FOCO Você sempre viveu exclusivamente da música?


Ganho dinheiro com a música desde pequena. Primeiro, me apresentava apenas com o meu pai e, aos poucos, passei a conciliar esses trabalhos com a minha carreira solo. Na maior parte da minha vida, foquei totalmente na música. Só dos anos 80 para os 90 tive alguns empregos complementares, como camareira de hotel e caixa de supermercado. Portanto, já faz mais ou menos 25 anos que não trabalho com nada que não seja a música.


O que projeta para a sua carreira solo?


Gravei recentemente dez músicas, para abrir o meu Spotify, o que, de certa forma, realiza um sonho antigo, de lançar um disco – algo que eu ainda não tinha conseguido concretizar. E estou preparando mais material em estúdio, para alimentar a página do Spotify. A princípio, estou gravando canções de compositores variados, da Baixada Santista e de fora da região – alguns bem renomados. Na sequência, tenho o projeto de focar nas músicas do meu pai. Além disso, para comemorar os meus 35 anos de carreira, fiz uma live em dezembro, que está disponível no meu canal do YouTube, e planejo mais uma transmissão comemorativa, com o título 35 Anos de Trajetória – A Resenha, em abril. Aí, quando a pandemia melhorar, pretendo produzir um DVD de aniversário. Sem falar que, após os shows que fiz em homenagem a Elis Regina e Cartola, comecei a criar um novo tributo, agora dedicado a Alcione.

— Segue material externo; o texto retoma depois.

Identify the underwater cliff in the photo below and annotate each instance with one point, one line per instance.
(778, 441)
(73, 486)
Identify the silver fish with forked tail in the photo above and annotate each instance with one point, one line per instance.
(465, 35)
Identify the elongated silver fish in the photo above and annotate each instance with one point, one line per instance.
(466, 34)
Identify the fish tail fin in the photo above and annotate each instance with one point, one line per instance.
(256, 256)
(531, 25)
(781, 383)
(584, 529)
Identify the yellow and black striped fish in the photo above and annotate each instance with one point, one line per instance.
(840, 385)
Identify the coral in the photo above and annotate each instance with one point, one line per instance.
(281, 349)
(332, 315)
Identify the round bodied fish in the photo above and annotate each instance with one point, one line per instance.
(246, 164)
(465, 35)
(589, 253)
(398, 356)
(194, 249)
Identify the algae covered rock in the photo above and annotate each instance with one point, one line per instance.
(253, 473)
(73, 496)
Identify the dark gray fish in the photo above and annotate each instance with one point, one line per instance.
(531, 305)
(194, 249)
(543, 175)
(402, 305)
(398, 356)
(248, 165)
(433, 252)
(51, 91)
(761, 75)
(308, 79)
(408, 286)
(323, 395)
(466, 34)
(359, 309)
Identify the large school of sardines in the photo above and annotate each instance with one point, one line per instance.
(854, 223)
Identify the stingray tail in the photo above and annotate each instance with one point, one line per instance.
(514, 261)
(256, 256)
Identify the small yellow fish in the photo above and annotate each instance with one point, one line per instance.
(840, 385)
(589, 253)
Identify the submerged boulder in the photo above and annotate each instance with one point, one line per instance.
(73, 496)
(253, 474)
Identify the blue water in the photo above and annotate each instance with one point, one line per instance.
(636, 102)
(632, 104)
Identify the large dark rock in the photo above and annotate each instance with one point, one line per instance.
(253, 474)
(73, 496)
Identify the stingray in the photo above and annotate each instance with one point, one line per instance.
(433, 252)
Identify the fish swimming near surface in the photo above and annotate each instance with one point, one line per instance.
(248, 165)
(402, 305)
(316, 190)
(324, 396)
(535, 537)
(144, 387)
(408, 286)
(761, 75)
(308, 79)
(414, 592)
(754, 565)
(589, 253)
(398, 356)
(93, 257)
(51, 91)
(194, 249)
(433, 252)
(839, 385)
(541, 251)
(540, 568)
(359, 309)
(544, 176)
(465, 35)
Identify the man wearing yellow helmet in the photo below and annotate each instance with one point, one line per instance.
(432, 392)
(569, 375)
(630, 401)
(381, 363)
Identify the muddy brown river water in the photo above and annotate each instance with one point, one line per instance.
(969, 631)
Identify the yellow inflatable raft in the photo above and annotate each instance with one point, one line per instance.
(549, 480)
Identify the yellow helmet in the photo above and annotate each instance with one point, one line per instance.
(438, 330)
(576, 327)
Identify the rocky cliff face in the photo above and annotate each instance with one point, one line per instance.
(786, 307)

CARNAVAL Mantém relação com as escolas de samba?


No momento, faço parte da ala musical da União Imperial, em Santos. Mas já cantei em escolas da cidade de São Paulo, do Rio de Janeiro e de Jacareí (SP). Sabe, ajudar a puxar samba-enredo era algo que eu não imaginava que, um dia, iria fazer. Tudo começou em 2012, em Santos mesmo, quando recebi convite para atuar na Sangue Jovem. Depois, fui para a União Imperial e para a Unidos dos Morros – escola pela qual desfilei em 2016, ano em que ela venceu o Carnaval santista. Nesse meio tempo, participei do programa do Raul Gil e a Vai-Vai me chamou para sua ala musical, por causa do meu desempenho na TV. Com samba-enredo em homenagem a Elis Regina, a escola ganhou o Carnaval de São Paulo em 2015. Fiz parte da Vai-Vai até o início do ano passado. Em 2017, também tive a chance de integrar a ala musical da Mocidade Independente de Padre Miguel, no Rio de Janeiro, quando a escola venceu o Carnaval carioca.


Tudo isso sem deixar de lado as escolas santistas?


Exatamente. Retornei para a União Imperial em 2020, só que, nos três anos anteriores, eu fiz parte da X-9. Tem mais uma coisa: no ano passado, ainda desfilei pela Camisa Verde e Branco, em São Paulo, que prestou homenagem ao Carlinhos Brown.


Como anda o clima nas escolas de samba, com a suspensão do Carnaval, por causa da pandemia?


Muitas pessoas dependem dos desfiles para sobreviver e estão desempregadas. O que a comunidade do samba mais quer é que a situação melhore, para o Carnaval ser retomado. Houve escolas, inclusive de Santos, que já fizeram lives para definir os seus próximos sambas-enredos. Algumas estão realizando até atividades paralelas para ajudar os seus membros.


O que é mais mágico na avenida?


Para mim, cada ano é inesquecível. A diferença entre Santos, São Paulo e Rio de Janeiro está mais na estrutura. A energia da avenida, a garra dos componentes, isso não muda em nenhum lugar. É algo maravilhoso, surreal.


RESISTÊNCIA Apesar de ter grandes mulheres intérpretes ao longo da história, o universo do samba e do choro costuma ser bem masculino. Você sofreu preconceito por causa disso?


Sim, e não somente de homens, de mulheres também, porque algumas pessoas mais tradicionalistas acham que o choro deve ser instrumental apenas. Eu, como canto choro com letra, percebi que teve gente que demonstrou, a princípio, um pouco de resistência. Em todos esses lugares, incluindo as escolas de samba, onde sou muito bem tratada, tem havido uma maior abertura de um tempo para cá. As mulheres estão fazendo mais samba; mesmo assim, ainda se trata de segmento dominado pelos homens.